## Machine Learning project - analyzing the NSL-KDD data with SVM

The KDD99 intrusion detection dataset[1] is one of the most frequently studied datasets of its kind.  This network traffic dataset was originally published in 1999, but other researchers[2] published a revised version in 2009 that was an improved version of the original.  (Most importantly, a very significant number of duplicate records have been removed.)

My notebook works with the revised NSL-KDD dataset resulting from the 2009 work.  Since the original NSL-KDD set no longer appears to be hosted online, I've made a copy on my github[3].

First, I will do some exploration of the data set, pre-process it to get it into a usable form for SVM modeling.

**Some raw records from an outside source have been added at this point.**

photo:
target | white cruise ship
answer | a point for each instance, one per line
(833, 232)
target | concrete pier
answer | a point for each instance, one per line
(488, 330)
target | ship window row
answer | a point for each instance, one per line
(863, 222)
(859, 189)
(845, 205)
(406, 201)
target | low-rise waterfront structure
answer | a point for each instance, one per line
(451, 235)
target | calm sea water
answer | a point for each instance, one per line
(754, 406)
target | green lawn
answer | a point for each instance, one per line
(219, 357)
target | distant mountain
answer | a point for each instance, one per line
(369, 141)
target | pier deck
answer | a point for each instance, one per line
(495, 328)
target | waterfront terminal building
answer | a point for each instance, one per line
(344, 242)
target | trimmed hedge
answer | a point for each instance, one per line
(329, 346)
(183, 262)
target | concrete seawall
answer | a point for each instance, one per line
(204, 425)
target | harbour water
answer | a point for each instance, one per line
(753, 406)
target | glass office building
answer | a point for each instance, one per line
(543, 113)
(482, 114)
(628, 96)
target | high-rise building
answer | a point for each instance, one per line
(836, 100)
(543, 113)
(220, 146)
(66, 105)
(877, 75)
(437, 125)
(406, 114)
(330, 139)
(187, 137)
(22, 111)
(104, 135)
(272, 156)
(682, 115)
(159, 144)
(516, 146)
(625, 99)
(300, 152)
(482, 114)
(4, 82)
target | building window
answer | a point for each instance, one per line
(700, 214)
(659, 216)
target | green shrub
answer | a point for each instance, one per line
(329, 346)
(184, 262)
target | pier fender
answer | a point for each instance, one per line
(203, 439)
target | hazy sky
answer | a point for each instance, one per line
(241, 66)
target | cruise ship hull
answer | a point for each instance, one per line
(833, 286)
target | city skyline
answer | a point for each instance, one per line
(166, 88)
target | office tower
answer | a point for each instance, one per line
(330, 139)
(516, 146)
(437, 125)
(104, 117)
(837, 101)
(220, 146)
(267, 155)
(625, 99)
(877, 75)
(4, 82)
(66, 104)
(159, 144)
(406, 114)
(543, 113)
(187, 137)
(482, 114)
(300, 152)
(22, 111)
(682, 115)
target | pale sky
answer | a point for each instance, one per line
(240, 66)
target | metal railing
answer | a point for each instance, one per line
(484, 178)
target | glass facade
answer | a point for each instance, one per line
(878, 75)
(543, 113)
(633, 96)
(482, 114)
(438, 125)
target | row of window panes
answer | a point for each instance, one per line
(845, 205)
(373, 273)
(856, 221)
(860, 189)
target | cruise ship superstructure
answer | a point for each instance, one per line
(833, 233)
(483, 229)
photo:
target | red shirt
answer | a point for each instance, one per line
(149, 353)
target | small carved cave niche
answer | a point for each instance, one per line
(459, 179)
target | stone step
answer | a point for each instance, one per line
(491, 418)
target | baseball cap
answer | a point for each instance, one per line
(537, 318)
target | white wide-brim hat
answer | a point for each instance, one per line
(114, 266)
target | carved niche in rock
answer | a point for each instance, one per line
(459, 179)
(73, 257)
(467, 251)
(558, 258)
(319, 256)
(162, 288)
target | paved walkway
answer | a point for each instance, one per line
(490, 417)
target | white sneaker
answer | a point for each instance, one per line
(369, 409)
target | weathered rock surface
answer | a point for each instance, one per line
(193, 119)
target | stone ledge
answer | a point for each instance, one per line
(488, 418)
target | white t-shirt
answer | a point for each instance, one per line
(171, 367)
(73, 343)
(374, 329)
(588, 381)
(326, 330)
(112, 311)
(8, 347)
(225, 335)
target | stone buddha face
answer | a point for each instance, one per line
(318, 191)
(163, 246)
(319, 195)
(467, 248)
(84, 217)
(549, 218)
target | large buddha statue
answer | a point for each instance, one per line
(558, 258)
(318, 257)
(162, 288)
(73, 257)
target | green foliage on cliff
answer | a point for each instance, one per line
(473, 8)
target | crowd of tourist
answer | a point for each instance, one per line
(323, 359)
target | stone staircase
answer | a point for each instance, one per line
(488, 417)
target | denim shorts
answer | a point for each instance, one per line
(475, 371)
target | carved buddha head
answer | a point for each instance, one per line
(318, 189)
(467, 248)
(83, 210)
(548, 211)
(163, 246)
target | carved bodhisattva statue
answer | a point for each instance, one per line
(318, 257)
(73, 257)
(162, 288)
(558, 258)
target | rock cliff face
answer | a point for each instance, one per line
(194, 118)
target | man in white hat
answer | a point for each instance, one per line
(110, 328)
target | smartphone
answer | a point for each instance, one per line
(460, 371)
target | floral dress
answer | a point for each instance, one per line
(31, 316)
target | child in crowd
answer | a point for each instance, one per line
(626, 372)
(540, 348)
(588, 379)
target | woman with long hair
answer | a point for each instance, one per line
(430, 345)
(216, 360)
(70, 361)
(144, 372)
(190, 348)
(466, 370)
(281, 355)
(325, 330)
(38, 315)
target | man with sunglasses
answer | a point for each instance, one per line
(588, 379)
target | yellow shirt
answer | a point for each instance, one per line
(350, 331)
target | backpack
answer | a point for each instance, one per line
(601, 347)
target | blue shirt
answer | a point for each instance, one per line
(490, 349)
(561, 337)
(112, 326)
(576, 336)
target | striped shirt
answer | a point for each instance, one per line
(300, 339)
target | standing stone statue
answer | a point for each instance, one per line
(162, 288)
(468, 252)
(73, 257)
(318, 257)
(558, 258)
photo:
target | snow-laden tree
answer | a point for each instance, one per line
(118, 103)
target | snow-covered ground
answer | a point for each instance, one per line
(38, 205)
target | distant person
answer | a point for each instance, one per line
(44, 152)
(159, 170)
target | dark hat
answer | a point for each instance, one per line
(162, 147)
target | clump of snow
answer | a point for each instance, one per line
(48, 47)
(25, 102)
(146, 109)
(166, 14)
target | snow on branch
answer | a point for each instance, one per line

I will explore the hyperparmeter space with a subset of the data.  Once I've selected good values for the SVM hyperparameters, I'll rebuild the model using the entire dataset, and review the performance against the provided test set.

[1] http://kdd.ics.uci.edu/databases/kddcup99/kddcup99.html
[2] M. Tavallaee, E. Bagheri, W. Lu, and A. Ghorbani, “A Detailed Analysis of the KDD CUP 99 Data Set” (2009)
[3] https://github.com/mwinton/NSL-KDD-Data-Set

In [1]:
# Start by importing the usual required libraries
import pandas as pd
import numpy as np
import pylab as plt


## OPTION 1: Load full data set.

If you are planning to skip the hyperparameter optimization below, you can load the full training set now.

In [2]:
#Load the full training data if you don't plan to wait for the hyperparameter optimization.
raw_data=pd.read_csv('https://raw.githubusercontent.com/mwinton/NSL-KDD-Data-Set/master/KDDTrain+.csv', header=None)

## OPTION 2: Load smaller (20% data set).

If you are planning to run the hyperparameter optimization (128 permutations explored), then use the following data set.  (Even with this smaller dataset, that optimization step will take ~1 hour.)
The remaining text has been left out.